そしてあの日と同じように大きなギターケースを背負って花壇の淵に腰掛ける彼女をみつけて、大きな声をあげました。
「ユメ!」
「ん?あ、鷹君」
ひさしぶりーとユメちゃんは手を振りました。
鷹君は笑顔でその足元に駆け寄ります。
「どうしたの?また迷子?」
「おれ、まいごじゃないじょ!」
「あ、そう」
じゃあなんなんだろうと、ユメちゃんはこんな小さな子が一人でいることに疑問を感じましたが、まぁ前ほど深刻そうじゃないしいいかと気にしないことにしました。
もちろん保育ルームのみんなと意図せず離れ、帰り方もわからない鷹君は迷子に違いないのですが。
「ユメはなにしでんだじょ?」
「私は人を待ってるんだよ」
「だれ?」
「一緒に歌を歌う人だよ」
「おれも!おれもいっしょにうたう!」
「うーんその人とも一緒には難しいかなぁ。とりあえず私と歌おっか」
「ん!」
鷹君はユメちゃんの隣に座って一緒に歌い始めました。
家族以外の誰かの前で歌ったりするのは普段は恥ずかしくてできないけれど、ユメちゃんなら平気でした。

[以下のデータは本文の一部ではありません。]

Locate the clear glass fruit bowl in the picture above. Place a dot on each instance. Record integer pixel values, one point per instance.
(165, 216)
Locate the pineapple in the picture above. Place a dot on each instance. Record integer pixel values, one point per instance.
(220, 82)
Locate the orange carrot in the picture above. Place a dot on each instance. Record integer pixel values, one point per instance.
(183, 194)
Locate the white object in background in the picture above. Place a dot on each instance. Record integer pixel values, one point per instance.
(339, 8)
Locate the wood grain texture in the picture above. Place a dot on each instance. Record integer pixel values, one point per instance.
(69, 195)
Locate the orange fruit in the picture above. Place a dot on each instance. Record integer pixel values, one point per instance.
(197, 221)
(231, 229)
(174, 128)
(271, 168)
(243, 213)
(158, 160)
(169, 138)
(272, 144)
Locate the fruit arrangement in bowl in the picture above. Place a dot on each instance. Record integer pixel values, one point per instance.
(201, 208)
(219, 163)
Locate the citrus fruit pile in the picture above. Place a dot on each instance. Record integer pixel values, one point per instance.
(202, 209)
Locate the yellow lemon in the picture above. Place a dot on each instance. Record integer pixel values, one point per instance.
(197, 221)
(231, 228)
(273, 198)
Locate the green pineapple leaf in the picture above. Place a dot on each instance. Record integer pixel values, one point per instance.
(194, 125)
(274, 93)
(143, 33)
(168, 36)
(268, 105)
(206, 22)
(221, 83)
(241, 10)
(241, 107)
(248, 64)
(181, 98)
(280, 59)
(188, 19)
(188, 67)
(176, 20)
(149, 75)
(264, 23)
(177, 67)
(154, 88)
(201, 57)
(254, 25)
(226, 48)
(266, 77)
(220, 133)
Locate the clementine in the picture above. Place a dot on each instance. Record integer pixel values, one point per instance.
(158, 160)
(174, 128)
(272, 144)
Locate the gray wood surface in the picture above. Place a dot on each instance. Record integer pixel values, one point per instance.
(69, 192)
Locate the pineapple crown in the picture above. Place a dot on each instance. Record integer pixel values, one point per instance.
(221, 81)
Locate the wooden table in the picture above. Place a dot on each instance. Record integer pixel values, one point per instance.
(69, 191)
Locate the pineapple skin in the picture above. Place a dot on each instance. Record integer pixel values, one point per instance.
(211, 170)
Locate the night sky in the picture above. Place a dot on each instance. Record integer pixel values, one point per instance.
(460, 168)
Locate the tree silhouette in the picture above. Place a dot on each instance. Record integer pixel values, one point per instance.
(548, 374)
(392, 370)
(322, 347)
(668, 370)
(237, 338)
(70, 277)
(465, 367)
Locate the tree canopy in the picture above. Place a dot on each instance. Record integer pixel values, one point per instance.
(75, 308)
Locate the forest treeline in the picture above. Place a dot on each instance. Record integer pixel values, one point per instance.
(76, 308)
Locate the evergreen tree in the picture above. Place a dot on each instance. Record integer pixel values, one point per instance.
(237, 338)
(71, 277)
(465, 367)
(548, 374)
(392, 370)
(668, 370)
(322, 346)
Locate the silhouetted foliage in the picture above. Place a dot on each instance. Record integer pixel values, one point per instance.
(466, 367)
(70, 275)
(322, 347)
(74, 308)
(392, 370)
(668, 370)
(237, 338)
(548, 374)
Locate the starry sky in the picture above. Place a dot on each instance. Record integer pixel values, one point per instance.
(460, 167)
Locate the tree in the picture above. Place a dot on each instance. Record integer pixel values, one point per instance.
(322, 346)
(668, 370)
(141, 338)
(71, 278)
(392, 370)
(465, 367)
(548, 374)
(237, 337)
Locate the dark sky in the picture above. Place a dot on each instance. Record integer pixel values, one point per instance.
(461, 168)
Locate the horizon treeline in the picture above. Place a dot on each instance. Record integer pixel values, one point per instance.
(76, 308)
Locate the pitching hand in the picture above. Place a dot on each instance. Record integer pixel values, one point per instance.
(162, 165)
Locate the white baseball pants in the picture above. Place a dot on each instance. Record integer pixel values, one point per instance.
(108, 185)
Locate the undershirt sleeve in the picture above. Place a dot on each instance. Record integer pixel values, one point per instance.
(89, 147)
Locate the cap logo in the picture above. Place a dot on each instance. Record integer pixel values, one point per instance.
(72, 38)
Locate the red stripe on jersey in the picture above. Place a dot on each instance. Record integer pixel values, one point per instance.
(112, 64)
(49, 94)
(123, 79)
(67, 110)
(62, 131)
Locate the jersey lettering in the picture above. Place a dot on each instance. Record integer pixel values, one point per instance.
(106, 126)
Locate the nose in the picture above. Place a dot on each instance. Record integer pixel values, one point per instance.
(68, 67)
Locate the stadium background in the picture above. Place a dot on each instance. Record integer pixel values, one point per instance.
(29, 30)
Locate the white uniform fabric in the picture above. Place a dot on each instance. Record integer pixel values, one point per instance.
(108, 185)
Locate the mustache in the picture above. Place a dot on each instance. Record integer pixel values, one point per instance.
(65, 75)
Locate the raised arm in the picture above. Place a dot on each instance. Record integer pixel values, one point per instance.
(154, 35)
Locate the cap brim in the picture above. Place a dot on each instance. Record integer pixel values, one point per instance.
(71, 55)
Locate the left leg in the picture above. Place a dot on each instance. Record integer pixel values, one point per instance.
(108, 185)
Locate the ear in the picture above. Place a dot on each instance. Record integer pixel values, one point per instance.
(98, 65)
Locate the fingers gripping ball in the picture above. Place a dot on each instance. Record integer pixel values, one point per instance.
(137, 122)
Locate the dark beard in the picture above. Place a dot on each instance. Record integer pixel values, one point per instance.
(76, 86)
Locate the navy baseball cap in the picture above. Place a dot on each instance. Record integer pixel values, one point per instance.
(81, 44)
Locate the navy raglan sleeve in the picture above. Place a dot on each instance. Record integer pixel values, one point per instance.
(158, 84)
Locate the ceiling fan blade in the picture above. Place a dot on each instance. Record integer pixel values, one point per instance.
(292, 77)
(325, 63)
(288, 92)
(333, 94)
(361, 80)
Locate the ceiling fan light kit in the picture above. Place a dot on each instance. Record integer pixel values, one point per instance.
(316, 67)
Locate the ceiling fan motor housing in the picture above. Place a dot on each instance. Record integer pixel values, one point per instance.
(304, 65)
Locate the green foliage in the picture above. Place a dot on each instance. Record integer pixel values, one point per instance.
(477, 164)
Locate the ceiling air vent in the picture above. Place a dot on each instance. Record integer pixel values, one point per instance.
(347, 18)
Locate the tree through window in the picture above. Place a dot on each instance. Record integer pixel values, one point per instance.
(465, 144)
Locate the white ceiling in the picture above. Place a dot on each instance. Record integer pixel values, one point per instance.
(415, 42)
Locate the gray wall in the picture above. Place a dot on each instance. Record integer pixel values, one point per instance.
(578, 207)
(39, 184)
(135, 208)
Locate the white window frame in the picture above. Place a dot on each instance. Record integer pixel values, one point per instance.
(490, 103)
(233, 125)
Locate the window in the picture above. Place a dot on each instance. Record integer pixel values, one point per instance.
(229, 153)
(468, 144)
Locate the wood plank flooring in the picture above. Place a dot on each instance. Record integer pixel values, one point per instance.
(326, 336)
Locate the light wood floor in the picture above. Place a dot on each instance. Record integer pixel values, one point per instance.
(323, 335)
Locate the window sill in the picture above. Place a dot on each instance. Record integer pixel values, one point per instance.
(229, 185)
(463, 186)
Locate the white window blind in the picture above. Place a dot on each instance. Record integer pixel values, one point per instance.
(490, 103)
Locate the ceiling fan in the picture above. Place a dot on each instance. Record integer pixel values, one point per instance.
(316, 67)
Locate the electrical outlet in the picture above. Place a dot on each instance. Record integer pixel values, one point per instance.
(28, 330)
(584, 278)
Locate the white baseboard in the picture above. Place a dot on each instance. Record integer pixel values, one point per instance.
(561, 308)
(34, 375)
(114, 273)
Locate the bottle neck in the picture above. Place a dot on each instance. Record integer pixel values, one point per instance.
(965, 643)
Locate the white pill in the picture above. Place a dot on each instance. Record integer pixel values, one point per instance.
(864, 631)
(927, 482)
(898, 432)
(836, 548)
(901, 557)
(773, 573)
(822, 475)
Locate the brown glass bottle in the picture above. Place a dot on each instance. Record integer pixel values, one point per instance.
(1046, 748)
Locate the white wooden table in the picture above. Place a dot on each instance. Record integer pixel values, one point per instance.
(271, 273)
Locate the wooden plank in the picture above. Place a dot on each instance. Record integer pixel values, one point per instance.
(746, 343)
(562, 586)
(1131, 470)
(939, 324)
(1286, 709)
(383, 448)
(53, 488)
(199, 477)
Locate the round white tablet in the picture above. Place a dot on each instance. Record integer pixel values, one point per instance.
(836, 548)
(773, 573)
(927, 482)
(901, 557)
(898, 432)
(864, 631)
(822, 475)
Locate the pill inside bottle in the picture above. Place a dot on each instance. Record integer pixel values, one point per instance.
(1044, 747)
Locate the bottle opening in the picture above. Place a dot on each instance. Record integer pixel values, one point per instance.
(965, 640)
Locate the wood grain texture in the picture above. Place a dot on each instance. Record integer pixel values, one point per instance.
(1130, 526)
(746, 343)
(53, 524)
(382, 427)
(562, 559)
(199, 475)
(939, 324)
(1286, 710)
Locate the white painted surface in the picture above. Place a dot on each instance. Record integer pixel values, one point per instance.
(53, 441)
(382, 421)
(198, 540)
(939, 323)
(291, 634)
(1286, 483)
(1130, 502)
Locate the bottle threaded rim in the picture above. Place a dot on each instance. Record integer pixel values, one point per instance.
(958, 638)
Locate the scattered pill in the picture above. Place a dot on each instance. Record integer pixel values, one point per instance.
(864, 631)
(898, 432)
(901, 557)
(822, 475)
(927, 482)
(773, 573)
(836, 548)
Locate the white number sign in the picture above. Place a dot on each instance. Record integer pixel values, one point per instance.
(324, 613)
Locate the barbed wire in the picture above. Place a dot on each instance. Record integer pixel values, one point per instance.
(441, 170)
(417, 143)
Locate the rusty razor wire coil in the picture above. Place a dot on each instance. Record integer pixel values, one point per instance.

ユメちゃんは歌がとても上手だったので、それを聴くのも好きでした。
それからしばらく経って、二人のもとに人が近づいてきました。
ふと影が降りてきたので、二人はその人を見上げます。
「あ、狼谷くん」
「あ、にーじゃ」
「あ、じゃねぇよこのばか!」
鷹君はいつもより強くたたかれてしまいました。
「あああああああああああ!」
「勝手に迷子になったかと思えば何遊んでやがんだ。迷惑かけんなっつってんだろ」
「なんだ、鷹君やっぱ迷子だったんじゃん」
泣きじゃくってしがみついてきた鷹君の背中をさすりながら、ユメちゃんは咎めるわけではない、呆れたような声をかけました。
「またあんたか…悪いな」
「いえいえ。今日はただ遊んでただけだし」
「おら、帰るぞ鷹」
「いやだ!おでがえらねぇ!」
「はあ?」
鷹君はお兄ちゃんに反抗して、さらに強くユメちゃんにしがみつきました。
当然、怒ったお兄ちゃんにもう一度殴られます。
「ぴぎゃあああああああああああああ!」
それでも鷹君はユメちゃんから離れません。
ユメちゃんは思わず苦笑します。なんだかシャツが冷たくなってきました。
「まじでいい加減にしろよ…」
「まぁまぁ、狼谷くん、ちょっと落ち着くまで待っててあげようよ」
もう一度拳を握った狼谷くんを見て、さすがに鷹君がかわいそうになってきたユメちゃんは、そう言いながら手で鷹君の頭をかばいました。
そして狼谷君に自分の隣に座るよう促します。
「………」
沈黙の後狼谷くんはため息をついて、仕方がないというように花壇に腰掛けました。
「お兄ちゃん大変だね」
「ああ。…あんたも弟か妹でもいんのか?チビの扱い慣れてるみてぇだな」
「うん、弟が一人いるよ。もう小学生だけどね」
「そうか」
そのまま二人は、大きな泣き声を上げ続ける鷹君を挟んだまま他愛もない話をいくつかしました。
それはそのうち落ち着いた鷹君が「おでかえる」と自分で言い出すまで続きました。